Although we don’t have a text to explain what happened at Newgrange as we do with this story of Amaterasu, in both cases we can be reasonably sure that what is going on is a powerful fusion of the religious and the political. The building of Newgrange clearly took vision, direction and co-ordination of the sort that needs strong leadership and competent administration. And at the time that the Amaterasu story was written down in eighth-century Japan, the country was starting to come together politically, its leaders staking a claim not only to earthly power, but to divine ancestry. The imperial family of Japan to this day claims to be descended from Amaterasu, the sun goddess herself: the good ruler, it is implied, like the returning sun, is essential for the stability and prosperity of the people. (Lesser, priestly families trace their ancestry back to some of the deities we can see standing outside the cave.) A ritual based on the scene shown in the Hiroshige print was for centuries performed not just at the winter solstice, but when the emperor was ill and his spirit needed reviving. And the mirror of Amaterasu is now part of the imperial regalia, still preserved, though never to be seen, at the goddess’s shrine at Ise. The sun of Amaterasu still casts a long shadow in modern Japan.

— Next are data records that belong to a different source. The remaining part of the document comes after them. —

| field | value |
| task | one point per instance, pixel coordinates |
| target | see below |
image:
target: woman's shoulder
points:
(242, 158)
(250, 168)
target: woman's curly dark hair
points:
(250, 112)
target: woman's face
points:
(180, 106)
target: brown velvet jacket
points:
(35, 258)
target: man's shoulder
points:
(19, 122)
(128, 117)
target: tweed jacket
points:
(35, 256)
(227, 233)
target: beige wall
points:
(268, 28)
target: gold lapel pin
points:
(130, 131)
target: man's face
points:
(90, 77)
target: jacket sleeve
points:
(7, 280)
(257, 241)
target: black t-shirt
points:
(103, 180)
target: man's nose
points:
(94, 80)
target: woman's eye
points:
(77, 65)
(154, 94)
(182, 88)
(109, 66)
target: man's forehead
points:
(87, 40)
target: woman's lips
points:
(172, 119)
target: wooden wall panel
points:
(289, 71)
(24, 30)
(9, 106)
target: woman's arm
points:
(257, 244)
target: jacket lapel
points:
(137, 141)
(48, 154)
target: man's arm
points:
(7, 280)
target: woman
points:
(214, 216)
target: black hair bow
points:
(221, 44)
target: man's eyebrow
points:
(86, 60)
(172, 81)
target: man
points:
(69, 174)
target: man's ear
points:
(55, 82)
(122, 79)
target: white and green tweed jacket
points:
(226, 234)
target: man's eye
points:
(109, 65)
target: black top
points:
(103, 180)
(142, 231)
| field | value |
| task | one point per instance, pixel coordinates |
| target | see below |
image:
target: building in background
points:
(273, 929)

The emperor of Japan at a military review in 1887, with the flag of the Rising Sun, by then a Japanese national symbol

The centrality of the emperor in Japanese life has waxed and waned over the centuries. As Christopher Harding explains, following the Meiji Restoration in 1868 a modernizing Japan, trying after centuries of isolation to emulate the West, but wanting to escape its political and cultural clutches, breathed new life into this old fusion of light and life, of the nation, the winter solstice sun and the emperor:

If you look at the Hiroshige image, made around 1830, you are immediately struck by the sun’s rays emanating from the top left-hand side. If you think about that, you can see that it is almost the basis of modern Japan’s national flag: the red disc radiating beams of light. In the late nineteenth century, a new set of leaders took over in Japan and they wanted to use the emperor as a focal point for people’s loyalties, trying to knit their new country together. So they toured him around the country, reminding people of who he was – because for centuries he had been hidden away in Kyoto. Most importantly, they advertised his divine lineage and at the same time Japan adopted, as one of its main flags, the rising sun.

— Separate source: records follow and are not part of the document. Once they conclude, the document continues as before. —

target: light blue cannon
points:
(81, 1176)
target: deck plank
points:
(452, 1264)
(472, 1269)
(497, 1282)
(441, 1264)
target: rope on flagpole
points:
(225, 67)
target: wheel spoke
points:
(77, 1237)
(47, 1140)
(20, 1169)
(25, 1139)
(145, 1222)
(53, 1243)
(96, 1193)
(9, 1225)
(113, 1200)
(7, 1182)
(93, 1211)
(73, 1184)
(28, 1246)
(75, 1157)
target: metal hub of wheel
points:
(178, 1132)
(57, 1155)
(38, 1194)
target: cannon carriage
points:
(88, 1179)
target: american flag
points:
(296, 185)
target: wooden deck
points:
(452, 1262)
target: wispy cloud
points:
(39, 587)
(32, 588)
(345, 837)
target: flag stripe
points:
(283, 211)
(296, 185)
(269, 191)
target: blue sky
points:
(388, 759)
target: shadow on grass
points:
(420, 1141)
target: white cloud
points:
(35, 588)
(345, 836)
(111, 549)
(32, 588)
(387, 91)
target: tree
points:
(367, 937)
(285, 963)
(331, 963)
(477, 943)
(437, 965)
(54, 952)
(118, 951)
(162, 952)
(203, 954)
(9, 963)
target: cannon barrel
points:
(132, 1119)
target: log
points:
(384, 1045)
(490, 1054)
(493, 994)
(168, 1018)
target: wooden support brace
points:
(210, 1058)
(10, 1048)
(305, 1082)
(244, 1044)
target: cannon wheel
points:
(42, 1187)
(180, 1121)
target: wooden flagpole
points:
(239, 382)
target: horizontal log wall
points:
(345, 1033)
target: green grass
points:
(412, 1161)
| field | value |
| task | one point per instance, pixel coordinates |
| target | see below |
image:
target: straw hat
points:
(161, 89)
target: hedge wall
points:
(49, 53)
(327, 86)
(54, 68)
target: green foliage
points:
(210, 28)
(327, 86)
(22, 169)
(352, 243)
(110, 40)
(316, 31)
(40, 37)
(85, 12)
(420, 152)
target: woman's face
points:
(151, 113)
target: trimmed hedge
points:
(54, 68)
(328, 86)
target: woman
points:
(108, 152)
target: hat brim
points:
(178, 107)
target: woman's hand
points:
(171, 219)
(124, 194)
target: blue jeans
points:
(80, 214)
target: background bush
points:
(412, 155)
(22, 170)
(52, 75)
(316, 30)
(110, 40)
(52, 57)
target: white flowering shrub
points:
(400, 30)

To a Western mind, the myth of Amaterasu is impossibly strange, yet its purpose, like that of Newgrange, is immediately comprehensible. To everybody, whether East or West, the power of the sun’s returning is fundamental to existence. It demonstrates quite literally that, for nature if not for the individual, there is life after death.

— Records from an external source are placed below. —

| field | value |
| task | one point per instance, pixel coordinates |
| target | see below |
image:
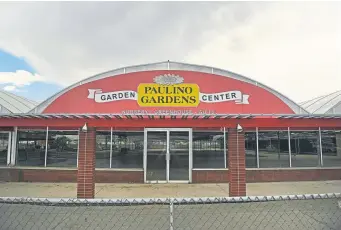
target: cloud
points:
(18, 79)
(292, 47)
(10, 88)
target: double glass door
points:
(167, 155)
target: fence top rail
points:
(144, 201)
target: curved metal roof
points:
(168, 65)
(11, 103)
(326, 104)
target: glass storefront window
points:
(31, 147)
(208, 149)
(103, 144)
(62, 149)
(305, 148)
(331, 148)
(4, 137)
(250, 150)
(273, 149)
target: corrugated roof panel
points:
(324, 104)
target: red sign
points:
(168, 92)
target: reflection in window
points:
(3, 148)
(31, 148)
(273, 149)
(331, 148)
(127, 149)
(103, 139)
(250, 150)
(208, 150)
(304, 148)
(62, 149)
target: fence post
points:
(171, 206)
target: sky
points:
(293, 47)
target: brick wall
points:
(236, 163)
(277, 175)
(210, 176)
(86, 164)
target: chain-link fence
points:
(317, 211)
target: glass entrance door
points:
(167, 155)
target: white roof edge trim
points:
(168, 66)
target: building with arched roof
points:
(11, 103)
(170, 122)
(326, 104)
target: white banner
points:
(111, 96)
(236, 96)
(101, 97)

The myths and rituals of the winter solstice are still deeply embedded in Japanese national consciousness, and they seem to be making something of a revival in Ireland. Newgrange is now Ireland’s favourite national monument, attracting ever larger numbers of visitors – an aspect, some suggest, of a search for a new Irish identity, transcending centuries-old religious divides.

With all the greatest mysteries, the last word should be with the poets. In December 1999, Seamus Heaney stood inside the stone chamber at Newgrange and witnessed the last solstice of the millennium. His poem ‘A Dream of Solstice’ seizes the magic of the winter solstice, the waiting for a new beginning, the watching:

for an eastern dazzle

To send first light like share-shine in a furrow

Steadily deeper, farther available,

Creeping along the floor of the passage grave

To backstone and capstone, to hold its candle

Inside the cosmic hill. Who dares say ‘love’

At this cold coming? Who would not dare say it?